Images obtained from a patient with jaundice. A Percutaneous transhepatic cholangiogram shows a stricture in the proximal common hepatic duct. The biopsy forceps lies open proximal to the stricture and is beyond the leading edge of the sheath (open arrow), alongside a guide wire that lies distal to CBD. B The sheath is advanced over the biopsy forceps alongside the guide wire into the stricture (solid arrow) with an open biopsy cup to secure a good amount of tissue within the stricture (cross and push technique). RHD right hepatic duct, CD cystic duct, CBD common bile duct, GB gallbladder

The procedure-related complication (hepatic pseudoaneurysm) that occurred in one of the patients was due to the PTC access and not the biopsy since it was anatomically far away from the pseudoaneurysm. Such complications are often reported in patients who have only a PTC; hence, we believe it is not due solely to the biopsy technique [20].

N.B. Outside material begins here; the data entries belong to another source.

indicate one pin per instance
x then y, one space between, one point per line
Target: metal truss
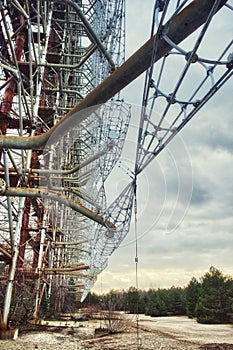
63 127
53 53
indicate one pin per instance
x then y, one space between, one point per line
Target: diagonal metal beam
58 197
179 28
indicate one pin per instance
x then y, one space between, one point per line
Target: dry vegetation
81 335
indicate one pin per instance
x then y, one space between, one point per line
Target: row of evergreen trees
209 300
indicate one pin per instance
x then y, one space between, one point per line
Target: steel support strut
179 28
58 197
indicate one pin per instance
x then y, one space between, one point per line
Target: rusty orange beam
58 197
178 29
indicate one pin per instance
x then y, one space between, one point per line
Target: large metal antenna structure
63 126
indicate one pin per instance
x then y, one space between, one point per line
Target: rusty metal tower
63 126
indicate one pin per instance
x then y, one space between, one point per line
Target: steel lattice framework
63 126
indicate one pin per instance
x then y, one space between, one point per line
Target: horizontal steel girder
58 197
181 26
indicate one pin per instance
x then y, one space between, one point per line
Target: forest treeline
208 300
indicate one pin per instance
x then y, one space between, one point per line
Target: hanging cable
139 341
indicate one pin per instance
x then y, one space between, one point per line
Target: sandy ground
168 333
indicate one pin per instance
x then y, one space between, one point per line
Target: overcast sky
185 218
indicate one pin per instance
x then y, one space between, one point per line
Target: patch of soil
215 346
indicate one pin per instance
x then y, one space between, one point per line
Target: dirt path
160 334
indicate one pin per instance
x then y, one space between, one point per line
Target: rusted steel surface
58 197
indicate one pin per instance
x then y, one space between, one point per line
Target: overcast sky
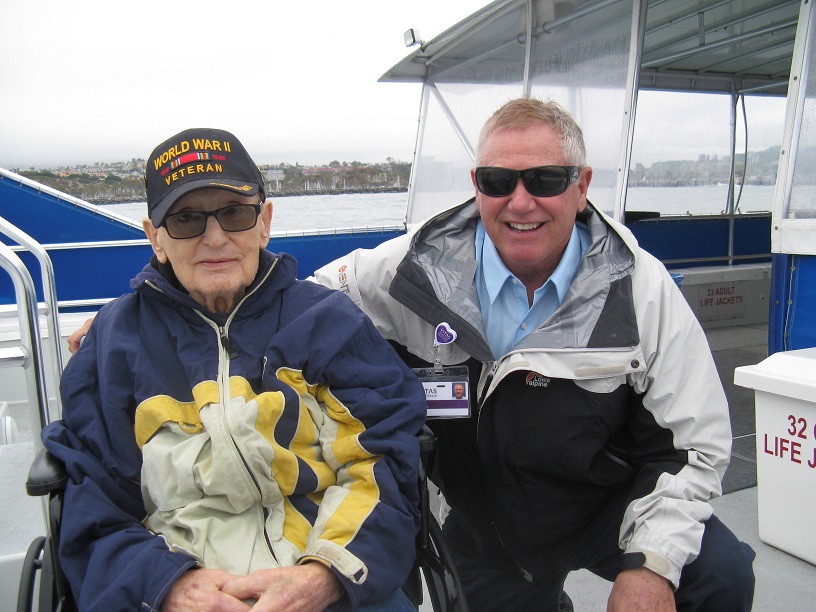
104 80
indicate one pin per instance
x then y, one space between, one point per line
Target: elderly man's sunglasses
543 181
192 223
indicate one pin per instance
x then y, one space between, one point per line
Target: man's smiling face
530 233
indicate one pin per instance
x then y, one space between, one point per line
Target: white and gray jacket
617 389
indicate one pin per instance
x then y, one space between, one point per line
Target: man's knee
722 576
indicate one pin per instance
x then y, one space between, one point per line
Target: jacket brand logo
536 380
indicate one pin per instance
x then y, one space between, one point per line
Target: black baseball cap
195 159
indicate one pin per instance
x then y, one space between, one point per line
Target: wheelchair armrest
46 474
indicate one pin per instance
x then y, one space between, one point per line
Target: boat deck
783 581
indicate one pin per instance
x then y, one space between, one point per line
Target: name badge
447 392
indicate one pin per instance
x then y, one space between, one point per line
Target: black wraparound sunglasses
542 181
192 223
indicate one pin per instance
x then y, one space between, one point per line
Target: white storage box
785 385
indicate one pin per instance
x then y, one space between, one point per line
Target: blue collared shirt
503 298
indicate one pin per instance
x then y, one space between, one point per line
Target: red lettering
776 444
795 446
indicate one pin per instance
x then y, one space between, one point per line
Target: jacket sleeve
110 559
374 408
682 431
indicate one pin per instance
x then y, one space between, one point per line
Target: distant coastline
124 198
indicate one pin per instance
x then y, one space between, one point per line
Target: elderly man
234 438
603 428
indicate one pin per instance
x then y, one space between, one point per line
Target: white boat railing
29 353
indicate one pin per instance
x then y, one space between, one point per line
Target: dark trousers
720 579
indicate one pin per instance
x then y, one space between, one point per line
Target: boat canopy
593 58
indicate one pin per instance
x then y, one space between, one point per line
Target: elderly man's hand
306 587
75 339
202 589
641 590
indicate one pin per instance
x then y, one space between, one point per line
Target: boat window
682 153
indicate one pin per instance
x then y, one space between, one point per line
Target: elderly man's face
530 233
218 266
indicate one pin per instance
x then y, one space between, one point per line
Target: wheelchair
47 477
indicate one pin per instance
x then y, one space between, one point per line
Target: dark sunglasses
543 181
192 223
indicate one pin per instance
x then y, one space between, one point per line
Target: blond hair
526 112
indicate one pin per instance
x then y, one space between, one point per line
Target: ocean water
319 212
323 212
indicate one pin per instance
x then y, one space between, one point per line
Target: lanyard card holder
447 391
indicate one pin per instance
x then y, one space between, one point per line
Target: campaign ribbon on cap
444 334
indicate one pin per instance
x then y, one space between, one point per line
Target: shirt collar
496 274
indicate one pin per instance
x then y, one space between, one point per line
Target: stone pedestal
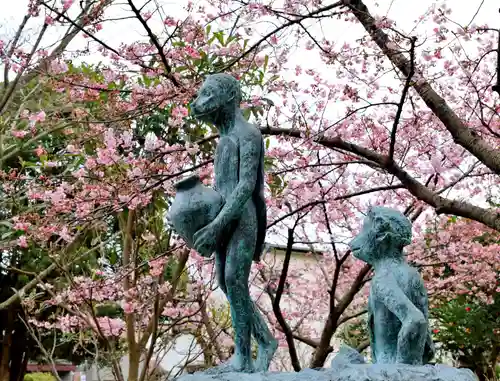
349 372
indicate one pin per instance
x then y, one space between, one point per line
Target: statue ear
383 236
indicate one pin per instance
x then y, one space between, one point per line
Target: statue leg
266 341
237 271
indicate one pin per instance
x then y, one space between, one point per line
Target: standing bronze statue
237 232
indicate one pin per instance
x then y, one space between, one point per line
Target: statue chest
226 165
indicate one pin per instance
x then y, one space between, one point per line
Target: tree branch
403 98
276 305
462 135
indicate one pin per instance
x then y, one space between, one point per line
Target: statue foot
235 364
265 354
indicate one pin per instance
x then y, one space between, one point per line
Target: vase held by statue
195 206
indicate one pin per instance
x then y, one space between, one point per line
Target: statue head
219 96
384 233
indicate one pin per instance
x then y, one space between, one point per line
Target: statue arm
414 326
249 159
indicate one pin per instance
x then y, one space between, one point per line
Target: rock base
349 372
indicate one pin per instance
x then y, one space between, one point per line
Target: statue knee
233 282
419 323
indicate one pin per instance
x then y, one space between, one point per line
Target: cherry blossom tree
390 117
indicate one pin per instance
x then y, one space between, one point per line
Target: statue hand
205 239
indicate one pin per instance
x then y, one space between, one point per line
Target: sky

We recognise that differentiating true from false negatives is difficult. There were 10 patients with a negative biopsy for malignancy, of which 3 (5.7 %) were regarded as false negatives based on clinical and radiological corroboration during subsequent follow-up and histocytopathological evidence where available. The overall limitations of the modified technique lie in the low negative predictive value of 70 %. However, given the nature of the disease process and desmoplastic response associated with cholangiocarcinoma, a higher false-negative rate may be expected. Extrinsic compression of the biliary tree, which is usually extrahepatic, is generally managed by ERCP and stenting at our institution; hence, we had only two patients with this situation. In both cases the histological analysis of the percutaneous endoluminal biopsy (PTEB) was benign. We also recognise that such patients are more prone to a false-negative result so the biopsy results are unreliable in extrinsic lesions [21]. There were some crush artefacts but decent quality histology was achieved despite the small cup size.

We believe that our modified technique is more sensitive and has better accuracy than FNA biopsy [22], bile cytology [23], brush cytology [1113], and previously described forceps biopsy techniques [8, 18] for sampling the biliary tree in obstructive jaundice. Patients often present with severe liver dysfunction and the referring institution usually drains the biliary tree. We believe a rapid diagnosis is imperative in patients suspected with malignant strictures as overall survival is poor.

The overall sensitivity of the technique reported here was comparable to that of the largest reported study that used intraluminal forceps biopsies to sample the biliary tree [17]. However, our modified technique yielded better sensitivity and accuracy of sampling suspected malignant biliary strictures. The reluctance to pursue histological confirmation in all cases is understandable. NCCN guidelines do recommend taking a biopsy in certain situations [19]. However, we are in favour of a biopsy whenever possible in patients with suspected malignant biliary obstruction based on clinical, imaging, and laboratory criteria for the following reasons. First, we have found a 13.5 % incidence of true negative in cases presumed to be malignant (Table 1). Second, 8 % of the cases had unexpected malignant histology such as NET, HCC, and CRM, which had an entirely different course of therapy. Finally, histological confirmation may be required to enrol patients in appropriate clinical trials. Hence, we recommend that this modified technique be used for all cases where PTC is undertaken for suspected bile duct malignancy.